Faisant écho aux grands philosophes allemands, tels qu’Emmanuel Kant et Friedrich Hegel, Prof. Dussey insiste sur la nécessité de la sincérité dans les relations internationales. « La vérité, c’est l’adéquation entre un jugement et la réalité », souligne-t-il, avant d’affirmer que les décisions prises à Berlin, il y a plus d’un siècle, continuent d’avoir des répercussions dramatiques sur le continent africain. Il dénonce les frontières arbitraires imposées par les puissances coloniales, responsables de conflits interethniques et étatiques qui perdurent jusqu’à ce jour.
Le ministre n’a pas manqué de rappeler que la colonisation n’était pas simplement une domination politique, mais aussi un crime contre l’humanité. La brutalité des colonisateurs européens, exprimée par des violences sexuelles, des massacres, et des déportations de résistants, a laissé des cicatrices profondes. « En Afrique, avant l’esclavage, la vie des africains était assez similaire à celle des européens » déclare t-il. Il cite Aimé Césaire et Frantz Fanon, deux voix majeures de la pensée décoloniale, pour condamner la « déshumanisation » subie par l’Afrique et les faux prétextes de la mission civilisatrice avancés par l’Europe.

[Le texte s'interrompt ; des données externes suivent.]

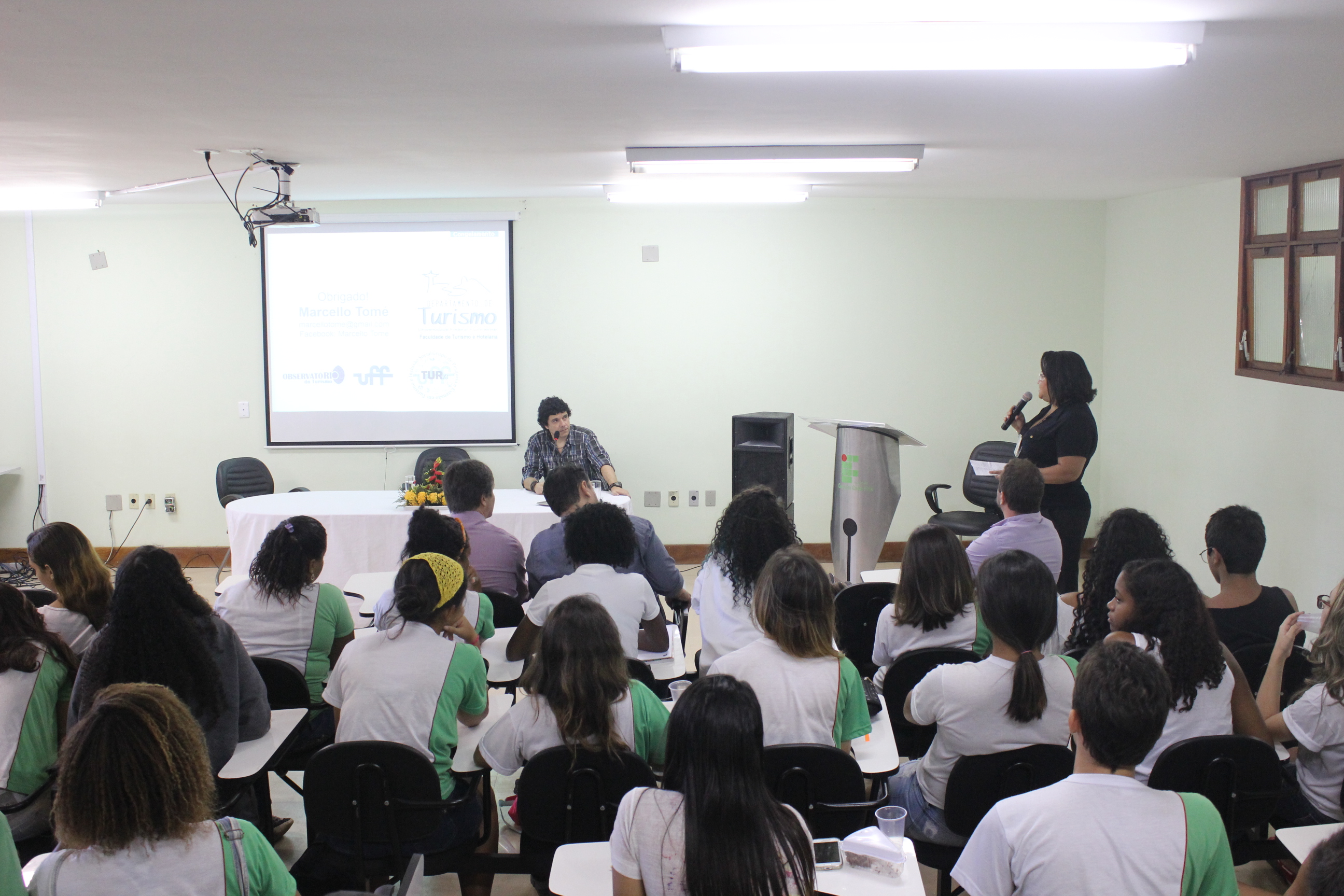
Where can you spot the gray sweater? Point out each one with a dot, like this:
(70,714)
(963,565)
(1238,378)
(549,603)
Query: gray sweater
(245,715)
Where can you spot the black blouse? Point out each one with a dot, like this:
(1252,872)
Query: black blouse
(1070,431)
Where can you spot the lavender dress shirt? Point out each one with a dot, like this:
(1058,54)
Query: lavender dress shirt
(1029,533)
(496,555)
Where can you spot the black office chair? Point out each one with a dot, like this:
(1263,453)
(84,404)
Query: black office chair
(426,460)
(288,690)
(858,609)
(242,477)
(982,491)
(571,799)
(976,783)
(1241,776)
(1254,661)
(905,674)
(824,785)
(378,797)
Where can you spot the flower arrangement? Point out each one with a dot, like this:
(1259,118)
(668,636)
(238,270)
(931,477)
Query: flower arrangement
(428,492)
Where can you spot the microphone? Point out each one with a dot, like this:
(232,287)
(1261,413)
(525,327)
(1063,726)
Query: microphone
(1016,410)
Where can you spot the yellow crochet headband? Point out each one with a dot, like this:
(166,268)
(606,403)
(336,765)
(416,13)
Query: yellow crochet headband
(448,571)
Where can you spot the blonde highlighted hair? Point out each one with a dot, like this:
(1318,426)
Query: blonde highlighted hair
(795,605)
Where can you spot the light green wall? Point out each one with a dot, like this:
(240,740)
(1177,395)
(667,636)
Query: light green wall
(928,315)
(1182,435)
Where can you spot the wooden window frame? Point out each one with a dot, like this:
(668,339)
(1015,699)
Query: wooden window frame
(1292,245)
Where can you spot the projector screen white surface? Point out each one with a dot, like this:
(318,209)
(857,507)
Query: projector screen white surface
(397,333)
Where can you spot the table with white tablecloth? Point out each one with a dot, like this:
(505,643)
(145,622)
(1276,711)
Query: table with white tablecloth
(366,530)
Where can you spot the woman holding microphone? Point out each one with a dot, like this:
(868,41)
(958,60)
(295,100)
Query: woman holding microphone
(1061,441)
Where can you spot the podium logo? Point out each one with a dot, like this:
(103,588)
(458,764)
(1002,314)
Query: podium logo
(375,371)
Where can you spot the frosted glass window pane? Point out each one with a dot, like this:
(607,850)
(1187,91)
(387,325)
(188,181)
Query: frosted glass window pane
(1316,311)
(1268,310)
(1322,205)
(1272,212)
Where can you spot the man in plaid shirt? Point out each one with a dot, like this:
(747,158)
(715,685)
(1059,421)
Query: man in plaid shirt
(561,442)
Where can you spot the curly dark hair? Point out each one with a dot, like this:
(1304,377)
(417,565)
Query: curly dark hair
(753,527)
(1068,376)
(600,534)
(155,633)
(1125,535)
(550,408)
(432,533)
(280,569)
(1170,610)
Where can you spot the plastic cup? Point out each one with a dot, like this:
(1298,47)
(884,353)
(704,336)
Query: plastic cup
(891,821)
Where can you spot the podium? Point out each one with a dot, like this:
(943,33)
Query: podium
(867,491)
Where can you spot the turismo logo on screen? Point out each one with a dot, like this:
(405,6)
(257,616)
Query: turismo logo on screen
(374,371)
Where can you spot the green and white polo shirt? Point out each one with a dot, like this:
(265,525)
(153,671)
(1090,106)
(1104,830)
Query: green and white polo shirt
(300,633)
(407,685)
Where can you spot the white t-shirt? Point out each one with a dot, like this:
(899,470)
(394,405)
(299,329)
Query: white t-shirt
(1211,713)
(648,843)
(726,625)
(890,640)
(1098,835)
(1316,722)
(73,628)
(970,703)
(627,597)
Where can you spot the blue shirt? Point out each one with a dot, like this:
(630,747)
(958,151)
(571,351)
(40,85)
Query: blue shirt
(1029,533)
(546,559)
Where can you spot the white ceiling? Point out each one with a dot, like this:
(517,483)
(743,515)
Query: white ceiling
(432,99)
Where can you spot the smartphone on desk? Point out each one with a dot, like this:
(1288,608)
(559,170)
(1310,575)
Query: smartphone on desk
(827,852)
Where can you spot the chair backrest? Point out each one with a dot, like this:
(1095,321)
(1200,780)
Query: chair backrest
(429,456)
(976,783)
(509,612)
(571,799)
(1254,661)
(353,790)
(905,674)
(1240,776)
(245,477)
(858,609)
(983,491)
(285,685)
(805,776)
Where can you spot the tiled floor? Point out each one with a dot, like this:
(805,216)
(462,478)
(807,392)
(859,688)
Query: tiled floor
(291,805)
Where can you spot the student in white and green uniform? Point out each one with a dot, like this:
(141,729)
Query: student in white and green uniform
(37,671)
(136,810)
(578,674)
(433,533)
(412,684)
(1100,831)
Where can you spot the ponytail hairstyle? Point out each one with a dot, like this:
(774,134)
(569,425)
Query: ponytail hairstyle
(936,583)
(1170,609)
(739,842)
(82,579)
(796,606)
(417,593)
(580,669)
(280,569)
(433,533)
(1125,535)
(1018,605)
(24,637)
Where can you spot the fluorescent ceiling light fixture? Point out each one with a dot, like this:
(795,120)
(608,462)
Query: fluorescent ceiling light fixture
(37,199)
(933,46)
(772,160)
(707,191)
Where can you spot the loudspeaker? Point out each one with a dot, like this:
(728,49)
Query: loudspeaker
(762,453)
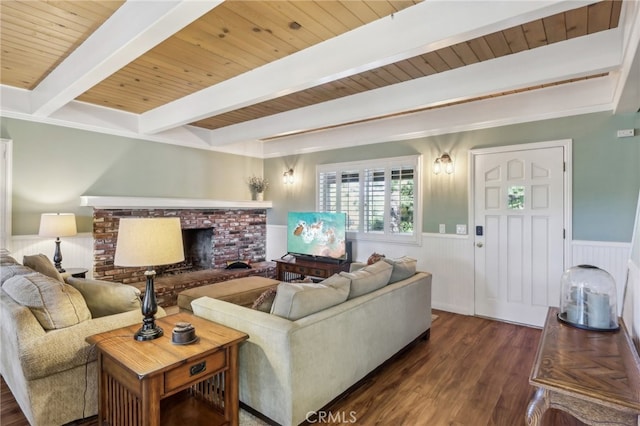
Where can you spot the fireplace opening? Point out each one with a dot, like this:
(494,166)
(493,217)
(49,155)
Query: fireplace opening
(198,248)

Pour Robert Dussey, la Conférence de Berlin demeure une blessure ouverte, et l’Europe, bien que ne portant plus le casque colonial, conserve encore une tête coloniale dans ses relations avec l’Afrique. Il appelle à une véritable réconciliation, fondée sur la vérité historique et la reconnaissance des erreurs du passé. Pour lui, cela passe également par une réforme des institutions internationales, notamment le Conseil de sécurité des Nations Unies, où l’Afrique est encore marginalisée malgré ses appels récurrents à une place plus juste.
Le ministre togolais conclut avec force : « Nous devons, ensemble, œuvrer pour que l’histoire ne se répète pas. L’Afrique mérite sa place légitime dans le concert des nations et doit être considérée comme une partenaire à part entière, non comme une terre d’influence. »
Avec cette intervention, S.E. Prof. Robert Dussey a rappelé l’urgence de repenser les relations afro-européennes, non pas à travers le prisme du passé colonial, mais en regardant vers un avenir partagé, où respect, équité et justice guideront les décisions à venir.